5. The method of any of claims 1 -4, further comprising pumping a spacer into the well between pumping the fluid containing a sodium silicate, a potassium silicate, or both into the well and pumping the sealant into the well.
6. The method of any of claims 1-5, wherein the brine solution is the base fluid for the sealant.
7. The method of any of claims 1 -6, further comprising, after displacing the sealant from the well, pumping a cementitious material into the well and displacing the cementitious material into the formation.
8. The method of claim 1 , wherein the brine solution contains suspended salt solids, the alkali metal silicate contains suspended alkali metal silicate solids, or both.
9. The method of claim 8, wherein the brine solution is a stabilized suspension, the fluid containing the alkali metal silicate is a stabilized suspension, or both.
10. The method of any of claims 1 to 9, wherein the brine solution, the fluid containing alkali metal silicate, and the sealant contains a bridging solid.
11. The method of any of claims 1 to 10, wherein a composition of the brine solution, a composition of the fluid containing alkali metal silicate, or both, are selected based on a pumping time to place the brine solution, the fluid containing alkali metal silicate, or both, within the formation.
12. The method of any of claims 1 to 11 , wherein the sealant is displaced from the well into the formation adjacent to the well using a drilling mud.

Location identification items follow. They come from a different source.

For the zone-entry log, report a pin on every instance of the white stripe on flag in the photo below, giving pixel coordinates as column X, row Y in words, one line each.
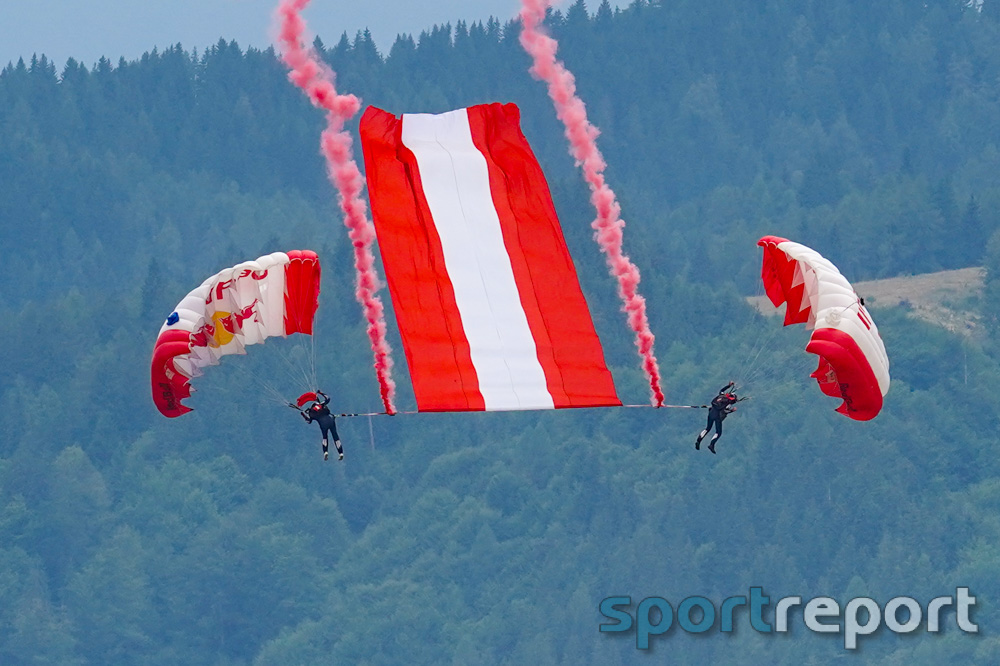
column 456, row 185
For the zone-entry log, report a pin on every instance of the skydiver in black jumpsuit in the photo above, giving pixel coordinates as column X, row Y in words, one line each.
column 722, row 406
column 320, row 413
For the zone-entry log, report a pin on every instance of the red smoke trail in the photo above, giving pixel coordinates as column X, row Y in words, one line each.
column 583, row 146
column 316, row 80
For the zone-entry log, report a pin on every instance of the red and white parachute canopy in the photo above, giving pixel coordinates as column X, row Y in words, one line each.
column 485, row 292
column 853, row 364
column 244, row 305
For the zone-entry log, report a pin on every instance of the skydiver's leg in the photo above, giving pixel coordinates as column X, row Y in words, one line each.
column 701, row 436
column 336, row 440
column 326, row 446
column 716, row 436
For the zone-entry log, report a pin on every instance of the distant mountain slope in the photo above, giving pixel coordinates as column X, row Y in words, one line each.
column 945, row 298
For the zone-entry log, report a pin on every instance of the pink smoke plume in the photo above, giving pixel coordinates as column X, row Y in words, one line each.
column 582, row 135
column 316, row 80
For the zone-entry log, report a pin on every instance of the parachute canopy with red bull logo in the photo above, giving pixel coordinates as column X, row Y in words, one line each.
column 275, row 295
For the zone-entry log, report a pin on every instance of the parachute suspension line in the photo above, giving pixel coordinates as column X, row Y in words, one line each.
column 582, row 135
column 259, row 379
column 316, row 80
column 647, row 406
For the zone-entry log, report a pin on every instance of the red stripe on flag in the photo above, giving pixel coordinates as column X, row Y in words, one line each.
column 437, row 352
column 569, row 350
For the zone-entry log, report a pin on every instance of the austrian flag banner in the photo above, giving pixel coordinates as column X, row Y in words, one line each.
column 485, row 292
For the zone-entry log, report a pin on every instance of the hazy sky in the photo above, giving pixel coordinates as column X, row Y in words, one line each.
column 88, row 29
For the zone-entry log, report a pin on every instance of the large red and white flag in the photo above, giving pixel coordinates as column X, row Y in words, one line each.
column 487, row 299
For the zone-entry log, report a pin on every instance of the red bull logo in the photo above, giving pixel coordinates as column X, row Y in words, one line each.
column 224, row 327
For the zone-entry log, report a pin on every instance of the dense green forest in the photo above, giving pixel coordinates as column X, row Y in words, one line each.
column 868, row 130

13. The method of any of claims 1 to 12, wherein the brine solution is a first brine solution, the fluid containing the alkali metal silicate is a first fluid, the sealant is a first sealant, the first brine, first fluid, the first sealant define a first fluid loss control treatment, and the first fluid loss control treatment is to be placed at a first location within the formation, and further comprising pumping a second fluid loss control treatment into the well to a second location within the formation, the second fluid loss control treatment comprising pumping a second brine solution to the second location, pumping a second fluid containing an alkali metal silicate to the second location, and pumping a second sealant to the second location.
14. The method of claim 13, wherein the second brine solution is different from the first brine solution, the second fluid containing an alkali metal silicate is different from the first fluid containing an alkali metal silicate, or both.
15. The method of any of claims 1 to 14, wherein the brine solution is a chloride or bromide solution.